The glutamate pathway proteins have key tyrosine residues which can be nitrated by PN: the net result of the posttranslational modifications of proteins involved in the tight regulation of glutamate homeostasis such as NMDAR, GLT-1, and GS provide a unifying link in signaling events underlying the central sensitization. Central sensitization is one form of long-term plasticity in the central nervous system. Sustained activation of primary sensory fibers supplying dorsal horn can induce long-lasting increases in the discharge amplitude of primary afferent synapses . Central sensitization is an excitatory state of spinal cord dorsal horn neurons that transmit nociception due to increased responsiveness to suprathreshold and/or a lowered threshold to nociceptive signals; this manifests behaviorally as hypersensitivity to noxious (hyperalgesia) and nonnoxious (allodynia) stimuli. This state is a result of physiologic, biochemical, and molecular changes within spinal and supraspinal nociceptive modulating centers in the CNS and is partly responsible for chronic pain pathology .

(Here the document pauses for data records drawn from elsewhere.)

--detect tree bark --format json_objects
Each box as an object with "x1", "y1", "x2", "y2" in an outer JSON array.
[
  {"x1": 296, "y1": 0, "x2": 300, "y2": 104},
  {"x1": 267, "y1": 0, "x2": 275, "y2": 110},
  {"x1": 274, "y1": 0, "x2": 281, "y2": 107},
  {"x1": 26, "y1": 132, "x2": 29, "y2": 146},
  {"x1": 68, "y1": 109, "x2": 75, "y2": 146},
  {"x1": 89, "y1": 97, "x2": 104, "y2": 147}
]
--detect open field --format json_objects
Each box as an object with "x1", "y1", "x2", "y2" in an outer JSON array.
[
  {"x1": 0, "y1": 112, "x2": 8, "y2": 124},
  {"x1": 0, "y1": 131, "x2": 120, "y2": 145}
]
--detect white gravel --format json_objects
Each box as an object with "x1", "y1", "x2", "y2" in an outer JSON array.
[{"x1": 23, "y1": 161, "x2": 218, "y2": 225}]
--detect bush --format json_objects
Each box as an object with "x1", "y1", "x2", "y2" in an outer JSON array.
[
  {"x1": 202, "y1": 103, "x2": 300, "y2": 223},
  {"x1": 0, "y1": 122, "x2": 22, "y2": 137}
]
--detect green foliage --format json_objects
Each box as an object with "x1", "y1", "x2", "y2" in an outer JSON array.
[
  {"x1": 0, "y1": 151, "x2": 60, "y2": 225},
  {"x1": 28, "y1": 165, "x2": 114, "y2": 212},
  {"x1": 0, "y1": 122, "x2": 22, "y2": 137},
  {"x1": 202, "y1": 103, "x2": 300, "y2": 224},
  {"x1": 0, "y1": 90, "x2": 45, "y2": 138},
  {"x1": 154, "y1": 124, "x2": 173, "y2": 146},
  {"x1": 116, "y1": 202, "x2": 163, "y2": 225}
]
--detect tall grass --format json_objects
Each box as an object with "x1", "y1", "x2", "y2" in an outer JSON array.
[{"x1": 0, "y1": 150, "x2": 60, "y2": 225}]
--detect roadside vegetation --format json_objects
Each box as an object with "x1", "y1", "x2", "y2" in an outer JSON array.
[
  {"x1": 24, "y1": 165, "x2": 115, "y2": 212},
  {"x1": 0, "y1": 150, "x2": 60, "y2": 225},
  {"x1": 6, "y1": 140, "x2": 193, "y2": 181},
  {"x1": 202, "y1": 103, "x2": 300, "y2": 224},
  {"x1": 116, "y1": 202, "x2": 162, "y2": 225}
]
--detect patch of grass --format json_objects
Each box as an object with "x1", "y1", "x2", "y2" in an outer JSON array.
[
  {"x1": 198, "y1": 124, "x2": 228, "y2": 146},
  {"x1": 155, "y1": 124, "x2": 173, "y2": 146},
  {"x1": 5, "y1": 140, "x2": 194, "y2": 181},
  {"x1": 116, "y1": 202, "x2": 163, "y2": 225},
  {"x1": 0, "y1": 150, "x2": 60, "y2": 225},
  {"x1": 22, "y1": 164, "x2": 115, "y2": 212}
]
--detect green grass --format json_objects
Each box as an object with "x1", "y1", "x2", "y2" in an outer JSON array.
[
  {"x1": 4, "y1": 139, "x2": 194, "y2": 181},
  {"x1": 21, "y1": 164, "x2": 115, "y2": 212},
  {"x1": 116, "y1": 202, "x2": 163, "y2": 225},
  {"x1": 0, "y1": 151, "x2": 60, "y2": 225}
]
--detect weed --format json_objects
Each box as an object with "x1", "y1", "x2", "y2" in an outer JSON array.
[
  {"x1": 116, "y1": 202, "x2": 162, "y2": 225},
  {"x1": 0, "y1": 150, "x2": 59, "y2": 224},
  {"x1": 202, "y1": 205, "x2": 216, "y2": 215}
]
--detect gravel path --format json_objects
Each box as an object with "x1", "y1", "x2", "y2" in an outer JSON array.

The results of our studies demonstrate that NMDA-induced PN production maintains central sensitization and hyperalgesia by modulating glutamate transmission through posttranslational nitration of the NMDAR subunits, GLT1, and GS.
Male Sprague-Dawley rats (225–250 g, Charles River) used for these studies were purchased with intrathecally implanted cannulas (32 gauge, polyurethane). For the intrathecal catheters, briefly, the animal’s head was flexed forward in the stereotaxic apparatus, an incision was made in the skin at the back of the head and neck, and the cisternal membrane was exposed by sharp dissection. The membrane was gently punctured with the tip of a #15 scalpel blade, and the distal end of a 7.5 cm long PE-10 catheter was passed through the opening in the cisternal membrane, into the intrathecal space. The catheter was loosely sutured to subcutaneous tissue, leaving the proximal end external to the animal and accessible to the experimenter, and the skin was then approximated using 4–0 absorbable sutures (Ethicon). All animals were housed and cared for in accordance with the guidelines of the University of Magna Graecia, Catanzaro, Italy, as well as complied with the Italian regulations for the protection of animals used for experimental and other scientific purposes (D.M. 116192), and with European Economic Community regulations. The rats were maintained in a controlled environment (12 h light/dark cycle, room temperature, 50–60% relative humidity). All experiments took place during the light period between 7:00 am and 10:00 am in a quiet room.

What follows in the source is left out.